Oxford, United Kingdom

Not long ago, the ashmolean Museum in Oxford, England, was like many of the objects it houses: an antique earthen-ware vessel, astonishing for what it was in its day, but not something that worked well for everyday use in modern times.

 

The Ashmolean was founded in 1677, when Elias Ashmole, a wealthy Englishman and avid accumulator, donated his collections to Oxford University. These included the “cabinet of curiosities,” stuffed animals and ethnographic relics acquired by John Tradescant and his son, John the Younger, 17th-century naturalists and gardeners who endeavored to gather and preserve “all knowledge.” The original Ashmolean (now housing Oxford’s Museum of the History of Science) was the first building in Europe constructed specifically as a public museum.
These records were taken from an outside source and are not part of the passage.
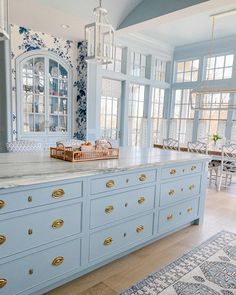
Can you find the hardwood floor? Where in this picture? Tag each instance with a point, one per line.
(220, 214)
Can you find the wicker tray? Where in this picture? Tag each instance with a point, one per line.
(68, 154)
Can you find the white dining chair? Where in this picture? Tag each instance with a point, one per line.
(228, 165)
(171, 144)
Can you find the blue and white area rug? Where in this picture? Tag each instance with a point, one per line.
(209, 269)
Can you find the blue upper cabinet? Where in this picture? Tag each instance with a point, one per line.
(43, 96)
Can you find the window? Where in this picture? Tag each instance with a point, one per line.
(44, 95)
(182, 119)
(187, 71)
(137, 122)
(214, 120)
(110, 102)
(219, 67)
(116, 65)
(138, 64)
(158, 123)
(159, 70)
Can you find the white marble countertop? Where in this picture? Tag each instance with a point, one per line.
(19, 169)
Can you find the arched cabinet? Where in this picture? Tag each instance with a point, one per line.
(44, 97)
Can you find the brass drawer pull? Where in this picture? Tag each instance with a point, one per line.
(171, 192)
(110, 183)
(3, 283)
(57, 223)
(172, 171)
(58, 261)
(142, 177)
(139, 229)
(107, 241)
(191, 187)
(59, 193)
(2, 204)
(109, 209)
(169, 217)
(194, 167)
(141, 200)
(2, 239)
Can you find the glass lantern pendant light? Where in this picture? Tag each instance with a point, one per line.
(4, 25)
(200, 96)
(100, 38)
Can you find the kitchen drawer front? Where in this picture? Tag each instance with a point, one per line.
(107, 242)
(111, 183)
(175, 216)
(179, 190)
(176, 171)
(29, 231)
(35, 269)
(40, 196)
(118, 206)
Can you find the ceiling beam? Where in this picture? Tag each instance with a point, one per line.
(151, 9)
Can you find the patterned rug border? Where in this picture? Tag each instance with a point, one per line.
(139, 284)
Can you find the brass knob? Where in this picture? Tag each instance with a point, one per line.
(109, 209)
(141, 200)
(59, 193)
(171, 192)
(139, 229)
(57, 223)
(2, 239)
(3, 283)
(194, 167)
(2, 204)
(58, 260)
(169, 217)
(172, 171)
(191, 187)
(107, 241)
(110, 183)
(142, 177)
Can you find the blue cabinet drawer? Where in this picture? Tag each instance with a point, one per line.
(176, 171)
(36, 269)
(39, 196)
(118, 206)
(112, 240)
(179, 190)
(32, 230)
(111, 183)
(178, 215)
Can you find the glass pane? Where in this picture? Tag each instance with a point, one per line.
(53, 123)
(53, 105)
(63, 106)
(53, 68)
(63, 72)
(39, 123)
(63, 88)
(39, 84)
(63, 123)
(53, 86)
(229, 60)
(39, 66)
(39, 105)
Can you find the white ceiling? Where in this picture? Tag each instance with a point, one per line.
(47, 15)
(183, 27)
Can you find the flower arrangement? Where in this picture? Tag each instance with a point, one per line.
(216, 137)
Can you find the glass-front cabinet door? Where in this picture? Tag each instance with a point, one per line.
(44, 101)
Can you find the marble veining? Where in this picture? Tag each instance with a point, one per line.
(19, 169)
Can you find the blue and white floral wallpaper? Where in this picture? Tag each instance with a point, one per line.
(24, 40)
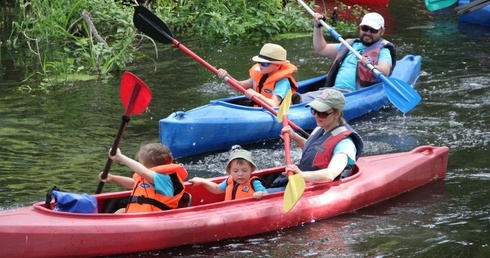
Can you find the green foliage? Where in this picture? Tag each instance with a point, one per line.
(73, 39)
(233, 21)
(76, 36)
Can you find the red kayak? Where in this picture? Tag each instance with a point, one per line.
(368, 2)
(36, 231)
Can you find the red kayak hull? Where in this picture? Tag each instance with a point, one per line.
(39, 232)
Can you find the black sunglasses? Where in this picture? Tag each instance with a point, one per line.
(367, 28)
(264, 64)
(320, 114)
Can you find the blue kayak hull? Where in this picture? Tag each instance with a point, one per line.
(221, 123)
(480, 16)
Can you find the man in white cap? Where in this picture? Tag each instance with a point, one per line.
(271, 78)
(348, 73)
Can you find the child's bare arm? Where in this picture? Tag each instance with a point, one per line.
(210, 186)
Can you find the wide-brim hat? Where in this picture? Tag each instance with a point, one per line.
(271, 53)
(240, 154)
(329, 99)
(373, 20)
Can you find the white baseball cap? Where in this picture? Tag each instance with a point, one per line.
(373, 20)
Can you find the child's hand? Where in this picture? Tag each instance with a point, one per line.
(117, 156)
(196, 181)
(108, 178)
(258, 195)
(222, 73)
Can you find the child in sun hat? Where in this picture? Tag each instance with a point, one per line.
(240, 183)
(271, 78)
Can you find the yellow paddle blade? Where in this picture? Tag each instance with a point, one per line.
(284, 108)
(294, 190)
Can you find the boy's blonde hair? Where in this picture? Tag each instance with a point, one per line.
(154, 154)
(240, 156)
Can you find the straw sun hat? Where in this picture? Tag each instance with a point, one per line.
(271, 53)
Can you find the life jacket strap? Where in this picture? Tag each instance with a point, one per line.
(145, 200)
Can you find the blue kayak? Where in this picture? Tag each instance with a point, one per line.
(481, 16)
(222, 123)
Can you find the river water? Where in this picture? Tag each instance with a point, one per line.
(61, 138)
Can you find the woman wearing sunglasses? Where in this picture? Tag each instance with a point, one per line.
(348, 73)
(270, 78)
(332, 148)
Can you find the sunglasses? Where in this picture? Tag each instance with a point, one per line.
(320, 114)
(367, 28)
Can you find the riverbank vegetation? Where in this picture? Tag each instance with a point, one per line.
(71, 40)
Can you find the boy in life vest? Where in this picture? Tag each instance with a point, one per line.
(157, 183)
(240, 183)
(270, 78)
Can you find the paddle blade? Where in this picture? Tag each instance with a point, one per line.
(135, 94)
(402, 95)
(294, 190)
(284, 108)
(147, 22)
(434, 5)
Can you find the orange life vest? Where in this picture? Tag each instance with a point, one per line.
(235, 190)
(145, 198)
(267, 87)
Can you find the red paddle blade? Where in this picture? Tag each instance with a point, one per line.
(135, 94)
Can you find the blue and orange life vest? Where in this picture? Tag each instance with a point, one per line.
(267, 87)
(235, 190)
(319, 147)
(145, 198)
(364, 76)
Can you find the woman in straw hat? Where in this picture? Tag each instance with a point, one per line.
(332, 148)
(240, 183)
(270, 78)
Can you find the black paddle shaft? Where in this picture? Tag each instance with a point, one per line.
(108, 164)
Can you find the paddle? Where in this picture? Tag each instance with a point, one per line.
(471, 7)
(402, 95)
(296, 183)
(434, 5)
(155, 28)
(135, 96)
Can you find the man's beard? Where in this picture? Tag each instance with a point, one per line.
(367, 43)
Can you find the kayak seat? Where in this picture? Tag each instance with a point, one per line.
(185, 201)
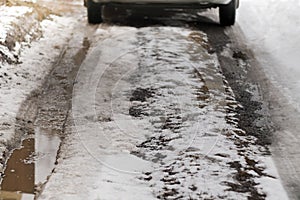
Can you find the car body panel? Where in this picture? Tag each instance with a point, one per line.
(201, 2)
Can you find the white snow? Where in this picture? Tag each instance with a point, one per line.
(272, 30)
(8, 15)
(111, 155)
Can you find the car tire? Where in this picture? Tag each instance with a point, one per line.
(94, 11)
(227, 13)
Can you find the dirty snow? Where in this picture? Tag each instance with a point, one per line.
(17, 81)
(154, 119)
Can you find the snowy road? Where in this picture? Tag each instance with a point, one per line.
(273, 32)
(164, 107)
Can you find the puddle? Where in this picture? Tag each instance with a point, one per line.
(29, 165)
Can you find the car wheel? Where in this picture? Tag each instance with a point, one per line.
(94, 11)
(227, 13)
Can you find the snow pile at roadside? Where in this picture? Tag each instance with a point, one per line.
(155, 119)
(17, 81)
(19, 26)
(272, 28)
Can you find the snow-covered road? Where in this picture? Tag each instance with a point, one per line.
(157, 112)
(272, 31)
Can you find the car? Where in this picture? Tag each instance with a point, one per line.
(227, 8)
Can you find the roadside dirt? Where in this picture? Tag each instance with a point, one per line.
(41, 120)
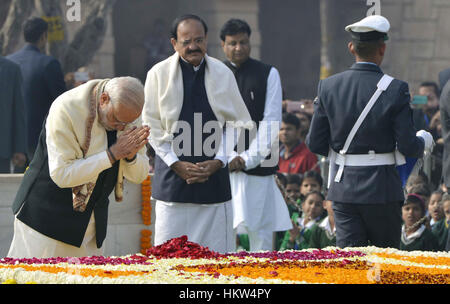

Over the next 200 years, the Ashmolean shifted away from the natural sciences and amassed an impressive collection of art and cultural artifacts. In 1845, the museum moved into a Neoclassical building designed by Charles Robert Cockerell. The great south-facing expanse of the building gave it a palatial appearance, but in fact it was just one bay deep and only contained a total of 22,000 square feet of exhibition space on three floors. In the 1890s, a lot to the north was acquired, and though the site is hemmed in by buildings on three sides, the museum gained another 28,000 square feet by constructing a series of glass-roofed, cast-iron industrial sheds there.

During the ensuing 150 years, the Ashmolean’s collection grew further, in part through the finds of Oxford archaeologists such as Sir Arthur Evans, but the museum was so small, only a fraction of the art could be displayed. It also lacked climate-controlled space to show textiles, a back-of-house area, and even a loading dock.

In 1999, Rick Mather Architects was hired to do a master plan, including an evaluation of the collections and extensive historic research on the building. Principal Rick Mather, a native of Oregon, came to London in the 1960s to study urban design at the Architecture Association and decided to stay. His firm has been responsible for a number of museum and cultural projects, including significant restoration work and an addition for the Sir John Soane–designed Dulwich Picture Gallery, in Dulwich, London.

The master plan yielded vital documentation for the Listed Building Consent application, an arduous process required for the alteration of historic buildings in the U.K. Although the resulting Listed Building Consent permitted the demolition of the sheds, it also “made it a condition that you could not see the new building from the street,” says Ashmolean’s director Christopher Brown. This limited the height of the addition. “What Rick Mather had to do was work within a sort of box of space.”

Brown comments, “Oxford has a taste for pastiche, and I wanted a building of 2009.” But he also had a requirement that created a spatial puzzle for the architects. Characteristically, museums organize their collections by department (Greek, Roman, and so on), but this kind of design isolates collections, making it difficult to form connections between them. Brown wanted diverse objects to be displayed according to their cultural associations and time period, showing how they relate to each other visually so that “they communicated with each other.” When visitors moved through the galleries, they would be able to piece together the story of how different cultures influenced each other by observing the art.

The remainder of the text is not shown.